What size wheel do you have? Dwarf hamsters need an 8 inch upright wheel.


----------



## Wendy Constable (Jun 30, 2020)

Hey we have just got dwarf hamster from pets at home and bought their recommended cage - close up pic add to show him doing same thing. I just want to make sure he has big enough cage aswell. Just went with what we thought was expert advice ? Have you upgrade to anything or stayed with that same cage ?


----------



## Guest (Feb 11, 2021)

Please don’t buy pets at home hamster cages. They are advertised as dwarf hamster suitable but they are often way to small. You should have one at least 450 square inches. Mine is the zoozone 1 which is 504 square inches.


----------



## Engel98 (Oct 7, 2018)

Gerbil356 said:


> Please don't buy pets at home hamster cages. They are advertised as dwarf hamster suitable but they are often way to small. You should have one at least 450 square inches. Mine is the zoozone 1 which is 504 square inches.


Zoozone 1 is too small. It's not 80x 50cm. 450sq" is US minimum. Here in the UK it's 80x50cm which is 600+sq"


----------



## Guest (Feb 11, 2021)

Oh sorry, I am not American but I watch Victoria Raechel who is so I get a lot of information from her. In the future I will get a larger cage for my dwarf hamster. And please trust that I am not a person who impulse buys pets and doesn’t know how to care for them. I have done months of research on how to look after hamsters and it makes me feel so sad when I see videos of people not caring for their pets properly.


----------



## Engel98 (Oct 7, 2018)

Gerbil356 said:


> Oh sorry, I am not American but I watch Victoria Raechel who is so I get a lot of information from her. In the future I will get a larger cage for my dwarf hamster. And please trust that I am not a person who impulse buys pets and doesn't know how to care for them. I have done months of research on how to look after hamsters and it makes me feel so sad when I see videos of people not caring for their pets properly.

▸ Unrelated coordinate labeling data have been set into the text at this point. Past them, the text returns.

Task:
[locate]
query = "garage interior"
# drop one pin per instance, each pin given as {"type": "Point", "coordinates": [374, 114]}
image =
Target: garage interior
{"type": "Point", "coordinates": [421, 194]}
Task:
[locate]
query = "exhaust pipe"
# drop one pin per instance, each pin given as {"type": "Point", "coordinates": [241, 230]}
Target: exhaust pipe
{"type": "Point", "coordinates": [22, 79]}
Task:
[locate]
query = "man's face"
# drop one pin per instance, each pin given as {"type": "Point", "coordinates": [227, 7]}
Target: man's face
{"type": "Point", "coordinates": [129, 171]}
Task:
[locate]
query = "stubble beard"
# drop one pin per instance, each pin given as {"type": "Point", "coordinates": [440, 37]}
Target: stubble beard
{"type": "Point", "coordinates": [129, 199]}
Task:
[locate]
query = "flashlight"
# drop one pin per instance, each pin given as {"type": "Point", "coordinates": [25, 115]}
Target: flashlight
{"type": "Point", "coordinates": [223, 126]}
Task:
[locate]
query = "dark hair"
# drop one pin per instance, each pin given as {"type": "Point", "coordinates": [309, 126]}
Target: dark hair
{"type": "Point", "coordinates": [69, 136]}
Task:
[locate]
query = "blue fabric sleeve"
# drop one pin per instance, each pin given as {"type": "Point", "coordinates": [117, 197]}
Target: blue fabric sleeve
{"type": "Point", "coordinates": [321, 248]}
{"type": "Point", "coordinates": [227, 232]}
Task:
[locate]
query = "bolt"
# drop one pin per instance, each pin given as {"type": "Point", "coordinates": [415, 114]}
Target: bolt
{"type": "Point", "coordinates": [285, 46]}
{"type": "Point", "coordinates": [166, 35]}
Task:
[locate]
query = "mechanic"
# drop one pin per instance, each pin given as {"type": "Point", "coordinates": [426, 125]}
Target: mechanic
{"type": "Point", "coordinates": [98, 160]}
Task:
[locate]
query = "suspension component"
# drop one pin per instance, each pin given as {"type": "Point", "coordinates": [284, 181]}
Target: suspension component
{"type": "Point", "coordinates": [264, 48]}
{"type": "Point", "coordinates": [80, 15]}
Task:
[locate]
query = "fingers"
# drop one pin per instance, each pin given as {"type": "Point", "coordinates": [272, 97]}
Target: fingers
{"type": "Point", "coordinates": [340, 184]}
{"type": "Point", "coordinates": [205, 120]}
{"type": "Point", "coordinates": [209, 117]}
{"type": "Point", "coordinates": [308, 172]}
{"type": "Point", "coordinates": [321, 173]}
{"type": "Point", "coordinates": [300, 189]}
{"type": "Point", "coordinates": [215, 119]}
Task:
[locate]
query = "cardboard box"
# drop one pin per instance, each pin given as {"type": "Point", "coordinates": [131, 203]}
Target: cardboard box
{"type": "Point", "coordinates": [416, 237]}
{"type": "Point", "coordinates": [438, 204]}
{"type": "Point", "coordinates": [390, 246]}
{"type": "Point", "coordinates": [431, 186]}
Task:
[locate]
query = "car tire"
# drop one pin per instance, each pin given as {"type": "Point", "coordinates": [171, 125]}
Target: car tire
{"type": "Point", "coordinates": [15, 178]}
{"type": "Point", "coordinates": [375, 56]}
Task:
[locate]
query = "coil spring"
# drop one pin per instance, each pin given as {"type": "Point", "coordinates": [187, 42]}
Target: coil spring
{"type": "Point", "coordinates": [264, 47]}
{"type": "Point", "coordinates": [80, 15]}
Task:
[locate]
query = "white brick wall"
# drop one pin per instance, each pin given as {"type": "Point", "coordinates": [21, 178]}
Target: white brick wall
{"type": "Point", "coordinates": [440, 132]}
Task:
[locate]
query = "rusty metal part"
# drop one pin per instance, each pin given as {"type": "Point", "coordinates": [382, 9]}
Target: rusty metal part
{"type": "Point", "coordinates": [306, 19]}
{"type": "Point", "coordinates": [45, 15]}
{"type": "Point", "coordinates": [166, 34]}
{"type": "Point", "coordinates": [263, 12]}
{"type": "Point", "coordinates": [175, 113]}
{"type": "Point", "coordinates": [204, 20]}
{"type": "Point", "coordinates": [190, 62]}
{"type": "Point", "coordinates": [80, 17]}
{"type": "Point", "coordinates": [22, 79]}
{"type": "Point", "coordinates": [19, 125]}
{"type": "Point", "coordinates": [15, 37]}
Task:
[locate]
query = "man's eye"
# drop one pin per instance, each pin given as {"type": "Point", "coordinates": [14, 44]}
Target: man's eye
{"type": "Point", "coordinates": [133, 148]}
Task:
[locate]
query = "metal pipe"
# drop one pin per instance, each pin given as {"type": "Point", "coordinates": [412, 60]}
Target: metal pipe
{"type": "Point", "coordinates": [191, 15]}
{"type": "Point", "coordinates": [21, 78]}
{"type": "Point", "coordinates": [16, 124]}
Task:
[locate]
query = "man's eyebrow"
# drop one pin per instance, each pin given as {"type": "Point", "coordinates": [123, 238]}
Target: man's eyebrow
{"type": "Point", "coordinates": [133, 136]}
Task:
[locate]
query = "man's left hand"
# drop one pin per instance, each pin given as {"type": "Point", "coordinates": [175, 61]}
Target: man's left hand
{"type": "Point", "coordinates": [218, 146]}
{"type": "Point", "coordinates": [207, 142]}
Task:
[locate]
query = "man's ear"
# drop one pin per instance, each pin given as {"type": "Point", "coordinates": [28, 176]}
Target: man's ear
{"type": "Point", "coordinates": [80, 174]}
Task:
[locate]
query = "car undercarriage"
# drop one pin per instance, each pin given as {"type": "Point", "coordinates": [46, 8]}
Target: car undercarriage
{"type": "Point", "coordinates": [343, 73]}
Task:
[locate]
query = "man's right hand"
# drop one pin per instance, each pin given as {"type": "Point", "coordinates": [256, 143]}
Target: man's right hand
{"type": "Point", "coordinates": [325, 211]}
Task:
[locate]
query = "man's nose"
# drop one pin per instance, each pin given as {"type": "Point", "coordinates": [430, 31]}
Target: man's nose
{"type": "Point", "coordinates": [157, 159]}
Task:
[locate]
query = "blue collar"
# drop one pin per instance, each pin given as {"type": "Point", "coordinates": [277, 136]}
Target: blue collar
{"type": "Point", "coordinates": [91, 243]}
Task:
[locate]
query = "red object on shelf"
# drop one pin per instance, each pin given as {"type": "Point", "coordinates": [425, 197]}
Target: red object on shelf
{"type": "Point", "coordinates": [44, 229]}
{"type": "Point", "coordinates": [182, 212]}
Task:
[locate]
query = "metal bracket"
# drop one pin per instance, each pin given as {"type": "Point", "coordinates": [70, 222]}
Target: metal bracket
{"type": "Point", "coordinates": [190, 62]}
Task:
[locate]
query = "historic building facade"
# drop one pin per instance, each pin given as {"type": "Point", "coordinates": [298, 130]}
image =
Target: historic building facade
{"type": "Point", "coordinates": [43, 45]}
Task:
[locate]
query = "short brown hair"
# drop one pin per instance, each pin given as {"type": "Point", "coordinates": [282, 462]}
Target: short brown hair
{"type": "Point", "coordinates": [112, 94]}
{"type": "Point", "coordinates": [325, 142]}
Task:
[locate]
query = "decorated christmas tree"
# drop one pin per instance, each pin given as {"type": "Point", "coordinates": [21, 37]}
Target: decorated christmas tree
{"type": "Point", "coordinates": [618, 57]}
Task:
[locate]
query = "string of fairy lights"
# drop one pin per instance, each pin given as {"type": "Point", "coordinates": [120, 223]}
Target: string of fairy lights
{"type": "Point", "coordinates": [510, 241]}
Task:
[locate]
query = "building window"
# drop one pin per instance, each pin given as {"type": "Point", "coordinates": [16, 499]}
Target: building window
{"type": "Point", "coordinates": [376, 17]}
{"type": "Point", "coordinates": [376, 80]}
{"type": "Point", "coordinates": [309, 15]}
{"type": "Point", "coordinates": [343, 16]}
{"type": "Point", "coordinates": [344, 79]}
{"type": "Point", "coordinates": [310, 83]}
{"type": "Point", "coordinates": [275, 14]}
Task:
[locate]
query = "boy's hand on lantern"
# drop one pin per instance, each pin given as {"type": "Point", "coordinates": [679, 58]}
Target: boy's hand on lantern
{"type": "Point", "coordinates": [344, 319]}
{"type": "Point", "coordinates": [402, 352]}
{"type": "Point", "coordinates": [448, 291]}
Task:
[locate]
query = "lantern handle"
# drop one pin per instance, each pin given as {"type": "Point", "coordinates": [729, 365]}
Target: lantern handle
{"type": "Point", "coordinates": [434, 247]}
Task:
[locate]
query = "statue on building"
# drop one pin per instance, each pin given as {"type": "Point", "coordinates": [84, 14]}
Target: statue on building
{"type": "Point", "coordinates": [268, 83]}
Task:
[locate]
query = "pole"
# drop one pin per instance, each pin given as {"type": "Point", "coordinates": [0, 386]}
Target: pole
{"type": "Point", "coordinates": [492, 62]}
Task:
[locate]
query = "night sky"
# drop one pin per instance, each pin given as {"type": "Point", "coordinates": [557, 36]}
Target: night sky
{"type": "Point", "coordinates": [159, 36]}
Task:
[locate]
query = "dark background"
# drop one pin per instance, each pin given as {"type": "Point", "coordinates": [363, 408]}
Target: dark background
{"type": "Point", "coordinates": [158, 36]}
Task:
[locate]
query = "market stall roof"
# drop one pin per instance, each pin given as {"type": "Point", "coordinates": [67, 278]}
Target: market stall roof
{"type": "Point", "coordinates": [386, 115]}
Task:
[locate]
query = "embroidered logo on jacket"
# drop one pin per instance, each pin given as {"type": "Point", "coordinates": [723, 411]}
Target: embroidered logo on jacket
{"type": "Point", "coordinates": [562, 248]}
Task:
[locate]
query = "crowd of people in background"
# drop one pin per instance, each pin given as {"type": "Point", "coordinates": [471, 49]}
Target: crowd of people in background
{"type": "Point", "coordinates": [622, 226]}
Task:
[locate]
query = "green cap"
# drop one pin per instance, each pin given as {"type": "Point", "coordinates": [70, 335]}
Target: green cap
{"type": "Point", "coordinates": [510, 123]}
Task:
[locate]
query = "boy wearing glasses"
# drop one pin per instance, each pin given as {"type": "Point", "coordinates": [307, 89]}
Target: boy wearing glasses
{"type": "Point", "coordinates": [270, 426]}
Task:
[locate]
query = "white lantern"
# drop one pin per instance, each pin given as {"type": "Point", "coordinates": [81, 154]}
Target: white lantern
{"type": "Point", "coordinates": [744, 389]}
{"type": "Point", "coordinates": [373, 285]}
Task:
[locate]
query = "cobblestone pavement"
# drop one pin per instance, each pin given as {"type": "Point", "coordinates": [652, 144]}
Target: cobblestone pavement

Don't worry. I fell into the same trap watching US YouTubers then found out the cage was too small. It's great that you are considering an upgrade. Some people say 'well my hamster is happy so no'


----------



## Guest (Feb 12, 2021)

Yup, there is a lot of different information out there. And when I get my hamster if he seems unhappy I will try and do my absolute best to help him.


----------